De termen zijn tegenwoordig metaforen, maar ze begonnen als “letterlijke beschrijvingen”, zegt Sophia Rosenfeld, een professor in Europese en Amerikaanse intellectuele en culturele geschiedenis aan de Universiteit van Pennsylvania. Hier is hoe historici de verrassende evoluties van de termen verklaren.
Wat is de oorsprong van de politieke termen ‘links’ en ‘rechts’?
Het verhaal begint in Frankrijk, in de zomer van 1789, legt Patrice Higonnet uit, emeritus hoogleraar Franse geschiedenis aan de Harvard University. Terwijl de Franse Revolutie op stoom kwam, had een woedende menigte net de Bastille bestormd. De Nationale Vergadering kwam bijeen om als regering van de revolutie op te treden. En de Assemblée had een hoofddoel: het schrijven van een nieuwe grondwet.
Een van de belangrijkste kwesties waarover de vergadering debatteerde was hoeveel macht de koning zou moeten hebben, zegt David A. Bell, een professor in het vroegmoderne Frankrijk aan de Princeton University. Zou hij het recht hebben op een absoluut veto? Tijdens het debat zaten degenen die vonden dat de koning een absoluut vetorecht moest hebben rechts van de voorzitter van de vergadering, en degenen die dat niet vonden – de meer radicale opvatting – zaten links van de voorzitter van de vergadering. Met andere woorden, degenen die dichter bij de traditie wilden blijven, zaten rechts, en degenen die meer verandering wilden, zaten links.

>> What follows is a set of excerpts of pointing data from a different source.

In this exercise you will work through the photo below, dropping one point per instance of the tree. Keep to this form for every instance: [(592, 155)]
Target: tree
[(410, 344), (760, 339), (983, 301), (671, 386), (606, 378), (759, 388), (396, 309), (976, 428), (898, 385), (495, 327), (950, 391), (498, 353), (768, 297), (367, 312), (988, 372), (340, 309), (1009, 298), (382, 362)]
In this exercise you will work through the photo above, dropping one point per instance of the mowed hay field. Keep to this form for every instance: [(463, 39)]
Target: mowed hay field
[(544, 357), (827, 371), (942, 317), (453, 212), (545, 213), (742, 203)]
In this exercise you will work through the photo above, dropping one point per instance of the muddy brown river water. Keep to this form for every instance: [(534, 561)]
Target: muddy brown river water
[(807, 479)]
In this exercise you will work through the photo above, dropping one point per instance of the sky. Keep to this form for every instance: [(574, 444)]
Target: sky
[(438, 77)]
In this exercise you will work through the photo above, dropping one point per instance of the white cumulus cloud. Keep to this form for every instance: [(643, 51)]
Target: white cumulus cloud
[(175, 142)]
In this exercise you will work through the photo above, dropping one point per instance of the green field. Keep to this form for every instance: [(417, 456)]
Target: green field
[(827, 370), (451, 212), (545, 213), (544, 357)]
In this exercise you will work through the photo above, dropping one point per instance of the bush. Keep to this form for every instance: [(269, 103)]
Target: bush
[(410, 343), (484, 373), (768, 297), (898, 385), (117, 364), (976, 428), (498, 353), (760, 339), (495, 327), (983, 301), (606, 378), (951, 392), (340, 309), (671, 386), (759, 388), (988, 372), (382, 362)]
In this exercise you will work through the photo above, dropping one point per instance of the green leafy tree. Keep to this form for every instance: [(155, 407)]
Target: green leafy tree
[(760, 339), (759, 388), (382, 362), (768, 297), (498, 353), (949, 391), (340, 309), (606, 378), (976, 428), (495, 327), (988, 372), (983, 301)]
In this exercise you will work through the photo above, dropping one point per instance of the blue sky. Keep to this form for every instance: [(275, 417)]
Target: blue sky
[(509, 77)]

“Dus deze groeperingen werden bekend als links en rechts, en dat is waar we de oorsprong vinden,” vertelt Bell aan TIME.
Het zitplaatsenpatroon herhaalde zich in latere wetgevende vergaderingen en parlementen. “Het kwam vrij snel in de volksmond terecht,” zegt hij. “Deze termen werden gebruikt in de kranten die verslag deden van de nationale assemblee.”
Hoe verspreidde ‘links’ en ‘rechts’ zich?
De hele wereld keek naar de Franse Revolutie, en haar jargon begon uiteindelijk zijn weg te vinden over de hele wereld – maar niet van de ene op de andere dag. Volgens het essay “Rechts en Links” van de Franse historicus Marcel Gauchet was het proces waarbij rechts en links primaire categorieën van politieke identiteit werden “een langdurig proces dat meer dan driekwart eeuw duurde, tot in het eerste decennium van de 20e eeuw.”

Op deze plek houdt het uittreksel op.